No me gusta que me llamen líder de este modelo que hoy se conoce como Asprocig (Asociación de Productores para el Desarrollo Comunitario de la Ciénaga Grande del Río Sinú). Prefiero ser un miembro más de un equipo de trabajo del que hacen parte 32.000 personas y 98 organizaciones, y que abarca nueve municipios del noroccidente del país: Lorica, San Bernardo del Viento, Cotorra, Purísima, Momil, Tuchín, San Andrés de Sotavento, San Antero y Moñitos.
Este modelo es un experimento de reconciliación social entre los diferentes grupos de un territorio. Todos los actores rurales nos reconocemos y nos unimos. La diferencia es que las otras organizaciones son de indígenas, campesinos, pescadores y afrodescendientes. Pero cada quien por su lado.
La organización nació en 1991. Yo ya soy parte de los muebles aquí. Llevo trabajando 25 años en Asoprocig, que surgió con el propósito de que todos los actores permanecieran en el territorio de manera pacífica. Claro que hubo un detonante y fue la necesidad de restaurar la biodiversidad en la cuenca baja del río, una zona que conecta el Chocó biogeográfico con el Caribe. Un lugar de 360 kilómetros de páramos, selva húmeda tropical, bosque seco tropical, manglares, mar Caribe, además del complejo de humedales más importante del país.
Nos percatamos de que el problema de la región era el modelo de desarrollo, como cultivos de camarón, plantaciones comerciales, monocultivos de arroz, maíz, algodón y palma africana. Todo esto, era, a la larga, excluyente con las poblaciones marginales. Se estaban destruyendo los ecosistemas naturales que daban sustento a 1’600.000 personas de tres departamentos: Antioquia, Córdoba y Sucre.
El daño al medioambiente empezó a agravarse con la construcción de la hidroeléctrica Urrá I, que cambió el régimen hidráulico en la cuenca baja del Sinú, desapareció la pesca de bocachico y alteró los regímenes del suelo que son claves para los cultivos campesinos.

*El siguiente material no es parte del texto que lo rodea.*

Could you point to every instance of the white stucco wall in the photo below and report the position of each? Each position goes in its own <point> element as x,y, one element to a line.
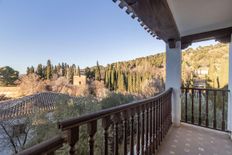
<point>173,79</point>
<point>230,88</point>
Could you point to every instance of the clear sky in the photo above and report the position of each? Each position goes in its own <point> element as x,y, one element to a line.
<point>72,31</point>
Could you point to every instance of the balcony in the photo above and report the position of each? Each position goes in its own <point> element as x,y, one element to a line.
<point>195,140</point>
<point>144,127</point>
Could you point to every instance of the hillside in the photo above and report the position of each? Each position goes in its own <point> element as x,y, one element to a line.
<point>135,73</point>
<point>145,75</point>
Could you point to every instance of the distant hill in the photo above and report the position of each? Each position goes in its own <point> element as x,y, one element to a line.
<point>133,73</point>
<point>144,75</point>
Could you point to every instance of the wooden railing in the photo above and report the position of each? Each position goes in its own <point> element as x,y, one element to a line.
<point>136,128</point>
<point>205,107</point>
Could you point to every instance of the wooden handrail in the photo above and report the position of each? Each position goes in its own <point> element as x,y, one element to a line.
<point>209,89</point>
<point>45,147</point>
<point>149,119</point>
<point>193,101</point>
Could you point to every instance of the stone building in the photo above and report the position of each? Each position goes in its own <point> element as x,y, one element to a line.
<point>79,80</point>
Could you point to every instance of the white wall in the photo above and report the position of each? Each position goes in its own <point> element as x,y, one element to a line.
<point>173,79</point>
<point>230,88</point>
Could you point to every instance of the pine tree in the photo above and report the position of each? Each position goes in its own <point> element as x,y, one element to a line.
<point>28,70</point>
<point>78,71</point>
<point>98,72</point>
<point>49,70</point>
<point>32,70</point>
<point>39,71</point>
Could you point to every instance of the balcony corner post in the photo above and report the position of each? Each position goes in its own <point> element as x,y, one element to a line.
<point>173,79</point>
<point>229,117</point>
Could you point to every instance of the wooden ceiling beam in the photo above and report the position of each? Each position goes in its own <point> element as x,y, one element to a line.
<point>157,17</point>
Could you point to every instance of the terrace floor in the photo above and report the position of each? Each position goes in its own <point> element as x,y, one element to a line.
<point>194,140</point>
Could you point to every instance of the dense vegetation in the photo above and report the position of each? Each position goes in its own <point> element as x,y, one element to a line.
<point>138,75</point>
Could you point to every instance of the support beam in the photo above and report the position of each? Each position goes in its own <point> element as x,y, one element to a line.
<point>173,79</point>
<point>229,118</point>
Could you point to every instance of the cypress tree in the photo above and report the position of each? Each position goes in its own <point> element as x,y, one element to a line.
<point>39,70</point>
<point>78,71</point>
<point>97,72</point>
<point>49,70</point>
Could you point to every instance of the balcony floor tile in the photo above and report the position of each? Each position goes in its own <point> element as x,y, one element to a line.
<point>194,140</point>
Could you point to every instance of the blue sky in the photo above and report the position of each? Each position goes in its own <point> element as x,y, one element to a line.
<point>72,31</point>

La hidroeléctrica sigue funcionando. Todavía se ven erosionadas las riberas del río y los peces que antes lo remontaban para reproducirse ya no pueden hacerlo porque la presa del dique no los deja pasar. Pese a esto, el diálogo que hemos tenido con otros actores ha sido productivo.
Por ejemplo, los ganaderos están adoptando sistemas silvopastoriles más amigables con el terreno, los sistemas de agua alternativos funcionan con energía solar, se hacen proyectos alternativos de aguas basados en el fundamento de la solidaridad. Y hay sistemas agroecológicos en diques altos que aplican toda la tecnología que utilizaron los indígenas zenúes con la creación de diques y canales que permitan el flujo del agua libremente, pero que protegen los cultivos en las partes altas.
La mentalidad de los actores ha cambiado. Los agricultores han ido entendiendo que no pueden aplicar indiscriminadamente agrotóxicos, porque los insectos polinizadores mueren y se disminuye la producción. Los ganaderos entienden que no sólo deben tener cultivo de pastos para las vacas sino integrarlo con especies vegetales para no desecar los humedales, porque la población se pone en riesgo.
Lo más difícil para mi en todo este proceso ha sido equilibrar los poderes y darles voz a los más débiles. Lo cierto es que al final siempre gana el diálogo porque no hay soluciones impuestas sino negociadas. Los enfrentamientos no han tenido soluciones a largo plazo. Siempre generan heridas, ganadores y perdedores. Y si se acaba vuelve a tomarse el conflicto, en otra generación. En cambio analizamos que el territorio nos pertenece a todos. Todos debemos convivir pacíficamente en él”.